Rob Davies. Picture: GCIS
Rob Davies. Picture: GCIS

Nissan’s announcement that it is to invest R3bn in an expansion of its SA operations with the production of the Navara has been widely reported and welcomed. Not least by President Cyril Ramaphosa, who is keen to demonstrate that his investment drive is leading to real results, not just pledges.

However, as trade and industry minister Rob Davies noted at the Nissan launch, none of this would have been possible without investment incentives.

A long-overdue government incentives review, the report on the evaluation of government business incentives, was adopted at the pre-election cabinet meeting. It notes: “Overall the evaluation was not able to comprehensively test whether the system of incentives is achieving its outcomes and having the desired impact. Thus, based on the available data the extent to which these incentives have made a meaningful contribution to reducing overall levels of poverty, inequality and unemployment in SA is uncertain. This is partly because there are many other factors that influence the achievement of these objectives; but also because there is insufficient information available on the outcomes of most incentives, and the system as a whole”.

It seems the incentive landscape is a bit muddled, with several government departments and entities in charge of an array of tax breaks, investment grants and other public largesse — about 244 different incentives in total.
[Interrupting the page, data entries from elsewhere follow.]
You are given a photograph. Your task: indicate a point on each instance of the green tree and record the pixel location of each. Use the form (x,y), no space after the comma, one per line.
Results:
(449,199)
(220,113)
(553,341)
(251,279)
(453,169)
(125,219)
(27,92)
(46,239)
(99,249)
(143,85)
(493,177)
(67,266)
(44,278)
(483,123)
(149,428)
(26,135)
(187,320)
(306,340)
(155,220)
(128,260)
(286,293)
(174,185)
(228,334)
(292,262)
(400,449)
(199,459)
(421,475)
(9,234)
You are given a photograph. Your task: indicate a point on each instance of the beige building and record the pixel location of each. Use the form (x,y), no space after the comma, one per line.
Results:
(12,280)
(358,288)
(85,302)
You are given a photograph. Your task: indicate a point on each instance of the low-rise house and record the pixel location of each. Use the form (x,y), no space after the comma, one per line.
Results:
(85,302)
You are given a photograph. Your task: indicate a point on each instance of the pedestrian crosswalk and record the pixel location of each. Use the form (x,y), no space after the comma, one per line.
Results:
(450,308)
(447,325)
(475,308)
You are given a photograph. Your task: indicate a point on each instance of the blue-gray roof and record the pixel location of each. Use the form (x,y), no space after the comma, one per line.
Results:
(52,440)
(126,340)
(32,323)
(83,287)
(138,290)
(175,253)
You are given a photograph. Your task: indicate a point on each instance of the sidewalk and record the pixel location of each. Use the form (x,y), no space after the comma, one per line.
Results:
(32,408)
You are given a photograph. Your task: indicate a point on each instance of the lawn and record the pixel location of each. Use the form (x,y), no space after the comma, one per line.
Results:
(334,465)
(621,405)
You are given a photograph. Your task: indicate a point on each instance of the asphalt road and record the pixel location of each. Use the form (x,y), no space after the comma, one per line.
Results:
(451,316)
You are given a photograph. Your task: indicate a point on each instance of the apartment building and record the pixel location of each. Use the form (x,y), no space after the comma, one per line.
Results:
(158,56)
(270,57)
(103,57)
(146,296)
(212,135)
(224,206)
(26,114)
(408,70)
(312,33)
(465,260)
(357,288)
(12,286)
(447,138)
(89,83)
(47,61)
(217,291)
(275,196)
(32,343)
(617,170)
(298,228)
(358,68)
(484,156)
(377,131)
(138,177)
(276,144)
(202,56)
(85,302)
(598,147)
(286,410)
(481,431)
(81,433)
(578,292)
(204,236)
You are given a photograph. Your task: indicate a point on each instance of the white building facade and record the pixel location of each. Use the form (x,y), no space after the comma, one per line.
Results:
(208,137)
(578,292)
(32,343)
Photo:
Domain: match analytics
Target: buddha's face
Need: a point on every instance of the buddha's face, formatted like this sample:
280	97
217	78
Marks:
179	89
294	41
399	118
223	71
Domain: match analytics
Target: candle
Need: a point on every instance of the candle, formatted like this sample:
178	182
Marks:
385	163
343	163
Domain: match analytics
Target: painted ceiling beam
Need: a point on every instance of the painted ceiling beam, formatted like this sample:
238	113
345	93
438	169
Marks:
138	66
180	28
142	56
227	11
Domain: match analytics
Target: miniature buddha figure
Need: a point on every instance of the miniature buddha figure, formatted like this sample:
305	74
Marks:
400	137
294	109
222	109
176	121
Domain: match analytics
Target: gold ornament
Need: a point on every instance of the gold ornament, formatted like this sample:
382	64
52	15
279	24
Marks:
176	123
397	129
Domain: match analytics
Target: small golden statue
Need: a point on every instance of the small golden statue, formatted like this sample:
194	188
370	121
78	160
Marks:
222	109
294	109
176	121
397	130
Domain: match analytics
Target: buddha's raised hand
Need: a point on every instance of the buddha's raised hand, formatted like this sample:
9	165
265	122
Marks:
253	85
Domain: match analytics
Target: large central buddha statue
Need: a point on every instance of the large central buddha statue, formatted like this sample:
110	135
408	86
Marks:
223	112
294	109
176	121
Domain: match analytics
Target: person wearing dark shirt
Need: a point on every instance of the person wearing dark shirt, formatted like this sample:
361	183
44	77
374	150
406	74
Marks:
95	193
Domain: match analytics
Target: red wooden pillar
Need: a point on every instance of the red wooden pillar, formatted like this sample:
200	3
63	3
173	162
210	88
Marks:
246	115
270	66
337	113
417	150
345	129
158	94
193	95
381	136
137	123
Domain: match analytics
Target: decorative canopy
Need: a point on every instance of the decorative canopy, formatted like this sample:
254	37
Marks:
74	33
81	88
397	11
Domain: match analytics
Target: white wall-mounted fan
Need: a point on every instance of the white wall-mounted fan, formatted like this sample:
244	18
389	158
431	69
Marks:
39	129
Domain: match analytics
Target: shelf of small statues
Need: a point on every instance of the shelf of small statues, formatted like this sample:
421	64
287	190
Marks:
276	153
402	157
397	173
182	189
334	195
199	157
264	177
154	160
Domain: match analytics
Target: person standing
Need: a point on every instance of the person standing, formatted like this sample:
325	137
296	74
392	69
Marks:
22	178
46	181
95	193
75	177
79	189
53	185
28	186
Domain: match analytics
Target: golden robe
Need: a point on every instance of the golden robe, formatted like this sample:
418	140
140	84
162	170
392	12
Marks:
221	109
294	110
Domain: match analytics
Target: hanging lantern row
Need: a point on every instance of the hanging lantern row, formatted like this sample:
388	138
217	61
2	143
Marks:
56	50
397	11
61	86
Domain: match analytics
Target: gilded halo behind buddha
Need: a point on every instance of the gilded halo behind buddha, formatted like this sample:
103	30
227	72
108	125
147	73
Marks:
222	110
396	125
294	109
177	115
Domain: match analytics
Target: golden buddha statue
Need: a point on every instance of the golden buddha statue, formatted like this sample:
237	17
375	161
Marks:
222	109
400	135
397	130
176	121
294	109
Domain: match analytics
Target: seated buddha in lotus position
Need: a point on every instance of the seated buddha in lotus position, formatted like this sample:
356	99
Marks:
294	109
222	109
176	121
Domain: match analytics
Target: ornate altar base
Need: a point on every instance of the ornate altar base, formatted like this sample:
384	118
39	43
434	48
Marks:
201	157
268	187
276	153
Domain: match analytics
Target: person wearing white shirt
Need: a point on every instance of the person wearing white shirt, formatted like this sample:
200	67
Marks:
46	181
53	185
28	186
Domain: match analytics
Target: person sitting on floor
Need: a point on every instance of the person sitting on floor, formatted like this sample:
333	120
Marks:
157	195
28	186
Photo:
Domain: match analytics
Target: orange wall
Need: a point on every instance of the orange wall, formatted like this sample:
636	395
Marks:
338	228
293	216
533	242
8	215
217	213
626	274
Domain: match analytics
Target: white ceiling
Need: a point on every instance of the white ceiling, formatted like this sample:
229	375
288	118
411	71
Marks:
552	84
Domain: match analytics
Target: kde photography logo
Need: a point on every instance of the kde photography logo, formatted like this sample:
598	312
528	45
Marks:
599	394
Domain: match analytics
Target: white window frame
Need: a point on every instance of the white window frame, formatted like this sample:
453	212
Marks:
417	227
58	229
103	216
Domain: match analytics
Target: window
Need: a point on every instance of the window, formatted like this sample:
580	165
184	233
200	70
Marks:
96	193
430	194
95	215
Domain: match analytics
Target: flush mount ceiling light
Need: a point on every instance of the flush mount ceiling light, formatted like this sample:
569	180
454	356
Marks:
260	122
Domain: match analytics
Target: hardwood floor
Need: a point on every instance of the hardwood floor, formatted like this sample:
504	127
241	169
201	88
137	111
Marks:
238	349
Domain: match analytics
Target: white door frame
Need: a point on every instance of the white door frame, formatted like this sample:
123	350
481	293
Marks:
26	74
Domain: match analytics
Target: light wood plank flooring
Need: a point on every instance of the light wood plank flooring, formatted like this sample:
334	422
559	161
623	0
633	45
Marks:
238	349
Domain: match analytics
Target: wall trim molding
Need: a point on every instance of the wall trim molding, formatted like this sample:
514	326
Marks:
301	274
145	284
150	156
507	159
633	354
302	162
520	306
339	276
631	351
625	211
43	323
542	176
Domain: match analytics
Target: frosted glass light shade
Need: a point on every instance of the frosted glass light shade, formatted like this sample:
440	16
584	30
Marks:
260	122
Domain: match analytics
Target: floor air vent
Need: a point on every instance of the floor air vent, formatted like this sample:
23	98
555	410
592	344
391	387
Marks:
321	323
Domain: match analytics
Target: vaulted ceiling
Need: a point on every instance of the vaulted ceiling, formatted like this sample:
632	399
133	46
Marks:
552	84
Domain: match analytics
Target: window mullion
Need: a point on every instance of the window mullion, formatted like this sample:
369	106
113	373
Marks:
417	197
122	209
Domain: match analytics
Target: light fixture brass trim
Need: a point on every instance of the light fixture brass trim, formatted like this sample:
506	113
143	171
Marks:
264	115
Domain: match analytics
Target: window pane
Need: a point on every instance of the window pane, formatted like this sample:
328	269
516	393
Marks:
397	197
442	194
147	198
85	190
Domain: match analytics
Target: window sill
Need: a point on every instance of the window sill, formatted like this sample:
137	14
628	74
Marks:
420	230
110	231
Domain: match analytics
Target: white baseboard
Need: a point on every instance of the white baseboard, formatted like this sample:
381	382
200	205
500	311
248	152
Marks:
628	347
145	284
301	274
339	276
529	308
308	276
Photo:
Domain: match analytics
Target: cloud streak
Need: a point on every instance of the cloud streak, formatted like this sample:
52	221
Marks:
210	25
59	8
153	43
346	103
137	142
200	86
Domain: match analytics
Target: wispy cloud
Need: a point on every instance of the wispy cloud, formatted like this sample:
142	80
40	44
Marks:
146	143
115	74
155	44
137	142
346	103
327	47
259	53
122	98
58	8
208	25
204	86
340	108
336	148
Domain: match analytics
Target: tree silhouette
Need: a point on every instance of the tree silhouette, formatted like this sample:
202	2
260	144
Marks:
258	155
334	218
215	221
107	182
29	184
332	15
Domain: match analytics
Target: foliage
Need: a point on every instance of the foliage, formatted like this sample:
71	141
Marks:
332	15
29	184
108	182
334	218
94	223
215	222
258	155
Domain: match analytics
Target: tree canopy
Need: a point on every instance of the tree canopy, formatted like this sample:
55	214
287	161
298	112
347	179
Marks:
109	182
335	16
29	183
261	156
A large chunk of the R50bn in “incentives” covered by the report involves spending on skills education training authorities.

As the report notes, we don’t yet have a clear and comprehensive policy framework to say what the rationale is, what the costs and benefits are, and whether we have the capacity to efficiently implement all the 244 programmes. An important suggestion in the report is that the government should put in place a national incentive policy framework. This would be a welcome move and could start more efficiently to guide how the government and all the various departments must proceed.

It should clearly lay out how to design and administer all the incentives, with detailed procedures on the budgeting process. A shortcoming of the report, however, is that it doesn’t appear to look at whether there is enough capacity to do the job properly, nor how to build up the capacity required to target and implement these incentives. Which raises the vital question of whether individual government departments themselves are the right vehicles to implement these incentives. Do we need some changes?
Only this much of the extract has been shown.